Roaming the exhibition containers at Photoville at the same time these new hostilities were getting off the ground made me painfully aware of war as a contaminant with the most enduring afterlife. Wars may be easy to get into (and easy to suppose as tactically and emotionally limited) but then the stains just keep spreading.
I was watching people walk in and out of “The Bedrooms of the Fallen,” Ashley Gilbertson’s installation consisting of two facing “rooms” formerly occupied by soldiers killed in Iraq. (Here’s the interactive slideshow we made with Ashley back in 2010.) How bizarre that America is now going to the well again, as much as people can hardly access this space.
The picture comes from photographer Stefan Falke’s project, La Frontera, documenting artists who live and work along the U.S. border with Mexico. Artist Angel Cabrales uses actual military hardware as a basis for commentary on border defense. War has become such a defining metaphor, however, this barely feels exaggerated.
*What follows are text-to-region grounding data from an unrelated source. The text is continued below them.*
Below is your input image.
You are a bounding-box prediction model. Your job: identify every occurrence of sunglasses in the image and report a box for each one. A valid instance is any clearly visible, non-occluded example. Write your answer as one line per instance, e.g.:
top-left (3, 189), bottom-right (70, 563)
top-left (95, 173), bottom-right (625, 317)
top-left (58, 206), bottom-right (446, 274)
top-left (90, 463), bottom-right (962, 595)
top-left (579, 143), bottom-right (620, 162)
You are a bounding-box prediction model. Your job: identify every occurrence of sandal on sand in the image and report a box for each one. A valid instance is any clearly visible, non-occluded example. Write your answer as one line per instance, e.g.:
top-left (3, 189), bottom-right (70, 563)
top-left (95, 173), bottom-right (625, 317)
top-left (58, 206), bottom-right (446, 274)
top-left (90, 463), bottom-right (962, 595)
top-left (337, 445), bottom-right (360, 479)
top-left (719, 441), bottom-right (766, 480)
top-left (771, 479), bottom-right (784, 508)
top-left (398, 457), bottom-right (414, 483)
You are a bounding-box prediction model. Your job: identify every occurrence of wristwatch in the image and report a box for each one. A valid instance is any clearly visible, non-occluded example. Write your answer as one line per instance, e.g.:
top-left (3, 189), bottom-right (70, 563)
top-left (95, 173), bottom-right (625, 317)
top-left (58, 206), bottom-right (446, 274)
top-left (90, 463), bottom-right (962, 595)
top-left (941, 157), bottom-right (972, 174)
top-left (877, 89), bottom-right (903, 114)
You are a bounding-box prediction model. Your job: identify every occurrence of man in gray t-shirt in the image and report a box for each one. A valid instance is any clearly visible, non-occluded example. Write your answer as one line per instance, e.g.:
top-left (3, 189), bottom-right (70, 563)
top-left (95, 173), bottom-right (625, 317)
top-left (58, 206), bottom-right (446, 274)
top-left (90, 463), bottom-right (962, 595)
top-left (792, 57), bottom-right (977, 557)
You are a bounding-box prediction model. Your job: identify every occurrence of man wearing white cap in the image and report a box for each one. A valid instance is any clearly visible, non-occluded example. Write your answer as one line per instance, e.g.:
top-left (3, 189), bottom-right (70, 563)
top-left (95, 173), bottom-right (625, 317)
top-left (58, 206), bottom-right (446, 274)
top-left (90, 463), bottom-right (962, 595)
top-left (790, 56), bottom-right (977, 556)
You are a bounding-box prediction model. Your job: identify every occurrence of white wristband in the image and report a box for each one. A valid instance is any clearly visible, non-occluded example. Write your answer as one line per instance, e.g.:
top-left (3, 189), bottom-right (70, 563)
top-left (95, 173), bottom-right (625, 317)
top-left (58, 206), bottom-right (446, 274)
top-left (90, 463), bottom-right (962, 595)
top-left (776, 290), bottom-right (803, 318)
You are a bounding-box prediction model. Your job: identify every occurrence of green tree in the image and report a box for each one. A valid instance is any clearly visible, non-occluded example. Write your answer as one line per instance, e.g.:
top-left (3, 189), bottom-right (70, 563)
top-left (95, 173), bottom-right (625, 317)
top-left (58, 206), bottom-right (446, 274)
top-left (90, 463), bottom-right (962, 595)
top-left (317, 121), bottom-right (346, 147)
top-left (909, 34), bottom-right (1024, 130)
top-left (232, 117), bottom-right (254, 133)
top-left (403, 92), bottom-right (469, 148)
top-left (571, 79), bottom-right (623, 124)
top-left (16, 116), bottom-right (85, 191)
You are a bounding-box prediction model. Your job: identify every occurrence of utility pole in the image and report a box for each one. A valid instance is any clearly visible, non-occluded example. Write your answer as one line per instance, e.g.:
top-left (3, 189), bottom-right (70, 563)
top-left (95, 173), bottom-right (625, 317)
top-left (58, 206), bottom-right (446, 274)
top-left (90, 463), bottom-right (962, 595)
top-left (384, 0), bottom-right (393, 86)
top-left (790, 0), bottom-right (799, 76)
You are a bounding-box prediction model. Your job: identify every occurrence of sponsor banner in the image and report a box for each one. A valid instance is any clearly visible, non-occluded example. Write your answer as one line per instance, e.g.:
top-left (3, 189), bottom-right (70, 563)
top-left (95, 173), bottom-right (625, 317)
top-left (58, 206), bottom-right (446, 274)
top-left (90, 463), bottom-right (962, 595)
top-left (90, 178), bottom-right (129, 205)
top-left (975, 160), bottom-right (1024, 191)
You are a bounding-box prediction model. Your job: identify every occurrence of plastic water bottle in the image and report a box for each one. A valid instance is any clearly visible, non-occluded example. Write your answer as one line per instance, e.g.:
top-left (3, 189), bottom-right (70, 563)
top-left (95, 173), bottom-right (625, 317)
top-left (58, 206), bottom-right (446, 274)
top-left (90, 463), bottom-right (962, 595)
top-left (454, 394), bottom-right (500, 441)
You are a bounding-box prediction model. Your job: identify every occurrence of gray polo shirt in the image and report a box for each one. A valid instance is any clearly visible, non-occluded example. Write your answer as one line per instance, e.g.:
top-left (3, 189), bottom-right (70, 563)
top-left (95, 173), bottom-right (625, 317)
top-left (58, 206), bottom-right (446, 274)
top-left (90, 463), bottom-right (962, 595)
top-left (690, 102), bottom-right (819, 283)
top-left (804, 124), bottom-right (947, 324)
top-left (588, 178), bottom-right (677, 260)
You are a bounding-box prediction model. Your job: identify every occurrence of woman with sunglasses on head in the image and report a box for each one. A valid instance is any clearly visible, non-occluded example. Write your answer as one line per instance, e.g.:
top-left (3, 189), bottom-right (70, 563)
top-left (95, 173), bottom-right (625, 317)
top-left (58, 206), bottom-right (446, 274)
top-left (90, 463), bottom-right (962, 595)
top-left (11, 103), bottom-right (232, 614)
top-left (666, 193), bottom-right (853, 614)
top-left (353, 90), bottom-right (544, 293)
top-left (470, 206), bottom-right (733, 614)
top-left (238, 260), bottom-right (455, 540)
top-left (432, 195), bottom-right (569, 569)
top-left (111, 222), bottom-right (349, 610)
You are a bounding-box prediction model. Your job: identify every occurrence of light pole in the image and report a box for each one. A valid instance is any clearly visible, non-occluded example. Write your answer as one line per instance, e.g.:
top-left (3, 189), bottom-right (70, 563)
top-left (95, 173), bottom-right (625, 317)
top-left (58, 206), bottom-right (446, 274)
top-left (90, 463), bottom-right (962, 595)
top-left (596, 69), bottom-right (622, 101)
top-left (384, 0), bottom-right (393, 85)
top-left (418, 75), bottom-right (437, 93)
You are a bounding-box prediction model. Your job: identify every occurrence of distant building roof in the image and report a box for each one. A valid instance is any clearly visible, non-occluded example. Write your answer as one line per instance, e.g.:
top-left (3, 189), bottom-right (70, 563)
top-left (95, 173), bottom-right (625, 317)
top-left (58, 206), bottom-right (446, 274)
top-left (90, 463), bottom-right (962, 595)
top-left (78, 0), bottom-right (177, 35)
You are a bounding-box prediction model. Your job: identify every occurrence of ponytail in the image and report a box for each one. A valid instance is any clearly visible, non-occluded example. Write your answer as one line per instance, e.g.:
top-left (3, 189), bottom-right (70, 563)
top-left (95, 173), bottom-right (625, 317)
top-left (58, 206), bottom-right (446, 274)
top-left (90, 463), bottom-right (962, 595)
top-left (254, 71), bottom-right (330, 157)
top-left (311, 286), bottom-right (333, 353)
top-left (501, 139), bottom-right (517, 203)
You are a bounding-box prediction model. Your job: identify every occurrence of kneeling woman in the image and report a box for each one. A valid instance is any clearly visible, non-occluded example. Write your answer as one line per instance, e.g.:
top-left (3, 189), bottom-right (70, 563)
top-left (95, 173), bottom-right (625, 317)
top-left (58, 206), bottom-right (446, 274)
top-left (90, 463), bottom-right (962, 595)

And then, there was Damon Winter’s dizzying photograph of a vet, newly home, encountering a grocery display. As part of “The Homecoming Project,” what a twist on the soldier as hunter. We sent our youth to Afghanistan and Iraq and they returned to be staggered by lunch meat.
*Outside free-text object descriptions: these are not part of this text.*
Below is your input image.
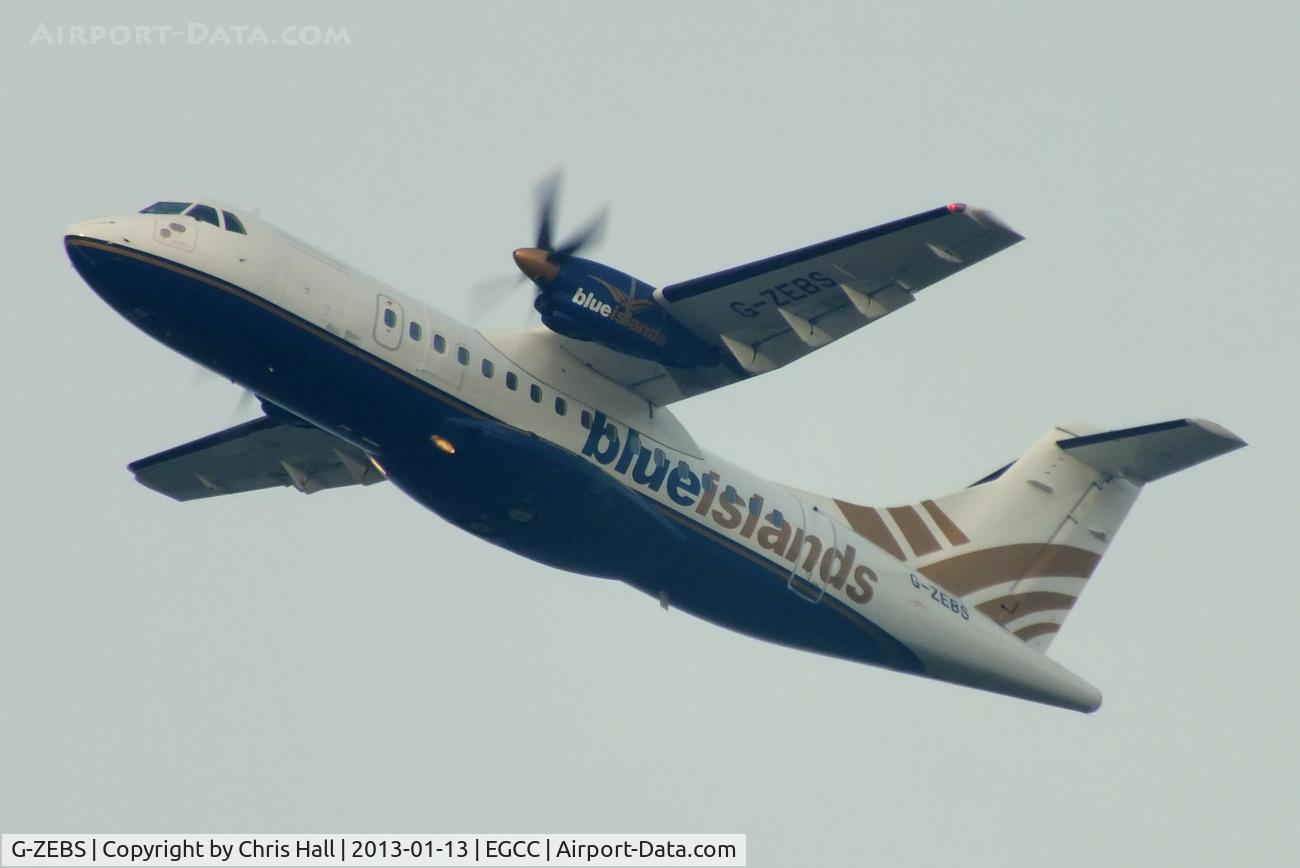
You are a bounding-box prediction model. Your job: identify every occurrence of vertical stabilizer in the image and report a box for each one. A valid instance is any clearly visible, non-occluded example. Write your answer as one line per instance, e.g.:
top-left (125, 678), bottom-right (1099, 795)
top-left (834, 419), bottom-right (1244, 652)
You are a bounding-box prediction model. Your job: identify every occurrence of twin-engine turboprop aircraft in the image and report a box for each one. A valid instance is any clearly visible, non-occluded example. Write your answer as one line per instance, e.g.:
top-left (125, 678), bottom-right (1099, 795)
top-left (64, 184), bottom-right (1244, 712)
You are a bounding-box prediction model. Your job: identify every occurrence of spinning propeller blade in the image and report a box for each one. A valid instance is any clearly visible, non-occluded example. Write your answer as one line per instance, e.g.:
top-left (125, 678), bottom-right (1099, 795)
top-left (471, 172), bottom-right (608, 320)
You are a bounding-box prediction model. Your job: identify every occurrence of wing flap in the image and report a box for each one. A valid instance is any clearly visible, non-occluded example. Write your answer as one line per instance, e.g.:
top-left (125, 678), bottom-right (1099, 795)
top-left (128, 416), bottom-right (384, 501)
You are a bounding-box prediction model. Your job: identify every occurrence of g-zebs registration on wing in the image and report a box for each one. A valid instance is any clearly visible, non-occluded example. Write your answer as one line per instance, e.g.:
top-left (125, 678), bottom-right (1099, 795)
top-left (549, 204), bottom-right (1023, 405)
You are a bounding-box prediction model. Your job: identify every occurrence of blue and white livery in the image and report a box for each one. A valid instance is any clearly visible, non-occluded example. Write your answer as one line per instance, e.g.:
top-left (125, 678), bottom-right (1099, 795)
top-left (64, 190), bottom-right (1245, 712)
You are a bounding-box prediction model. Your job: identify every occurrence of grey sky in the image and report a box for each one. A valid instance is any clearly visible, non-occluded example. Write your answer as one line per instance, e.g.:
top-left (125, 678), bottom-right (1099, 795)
top-left (3, 2), bottom-right (1297, 865)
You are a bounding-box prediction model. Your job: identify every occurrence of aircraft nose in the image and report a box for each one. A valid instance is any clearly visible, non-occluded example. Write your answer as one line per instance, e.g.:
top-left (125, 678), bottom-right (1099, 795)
top-left (512, 247), bottom-right (560, 284)
top-left (65, 217), bottom-right (117, 242)
top-left (64, 217), bottom-right (133, 285)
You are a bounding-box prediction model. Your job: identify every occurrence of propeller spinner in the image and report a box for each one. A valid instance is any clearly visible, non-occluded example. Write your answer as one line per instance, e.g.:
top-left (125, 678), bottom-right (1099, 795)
top-left (511, 172), bottom-right (606, 288)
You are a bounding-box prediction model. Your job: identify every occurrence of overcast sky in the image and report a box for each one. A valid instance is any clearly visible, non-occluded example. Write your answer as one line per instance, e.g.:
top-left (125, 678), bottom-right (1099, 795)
top-left (3, 2), bottom-right (1298, 865)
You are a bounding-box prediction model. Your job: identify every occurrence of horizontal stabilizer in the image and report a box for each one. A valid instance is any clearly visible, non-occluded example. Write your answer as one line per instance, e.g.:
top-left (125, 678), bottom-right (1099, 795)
top-left (1056, 418), bottom-right (1246, 484)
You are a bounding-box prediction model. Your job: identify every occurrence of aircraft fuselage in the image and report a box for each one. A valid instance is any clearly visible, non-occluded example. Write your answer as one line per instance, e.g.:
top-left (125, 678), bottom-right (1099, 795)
top-left (65, 204), bottom-right (1104, 712)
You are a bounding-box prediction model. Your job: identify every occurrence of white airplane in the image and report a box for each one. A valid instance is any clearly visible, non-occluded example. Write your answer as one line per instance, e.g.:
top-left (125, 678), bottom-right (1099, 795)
top-left (64, 185), bottom-right (1244, 712)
(photo 3 caption: “A YEAR AT WAR: COMING HOME” Within hours after returning home to United States, Sgt. Tamara Sullivan began preparing a new home for herself. She had only two days set up and to move into a new apartment, buy food and supplies and deal with her jet lag before returning to her Army duties. Here she shopped at Wal-Mart for home supplies and groceries still wearing the same uniform she left Afghanistan in several days ago.)